Well I use © for new files, but ok.
 
> ::: libdocument/ev-signature.c
> @@ +156,3 @@
> +                                                        "If the document
> signed with the signature is valid",
> +                                                        FALSE,
> +                                                        G_PARAM_READWRITE |
> 
> I was told that to create an object that only accepts the properties at
> construct time it would require the writable flag. Am I wrong?
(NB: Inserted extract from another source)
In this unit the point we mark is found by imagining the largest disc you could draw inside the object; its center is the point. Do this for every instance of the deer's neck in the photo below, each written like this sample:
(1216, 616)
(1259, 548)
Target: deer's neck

Oh, you're right. I had overlooked that. 
> @@ +172,3 @@
> +  g_object_class_install_property (g_object_class,
> +                                   PROP_SIGN_TIME,
> +                                   g_param_spec_string ("sign-time",
> 
> That info comes directly from the pdf signature's metadata, it already comes as
> a string.

I see that the poppler patch exposes this as a string in its API, but IMHO that's a bug. It should just construct a GDateTime from the string and expose that.

> 
> ::: libdocument/ev-signature.h
> @@ +50,3 @@
> +
> +struct _EvSignatureClass {
> +  GObjectClass base_class;
> 
> I don't think I should work aroung compiler or memory implementation details
> this way. All the other code in the project have it this way.
> But if you are really sure I should do it I will.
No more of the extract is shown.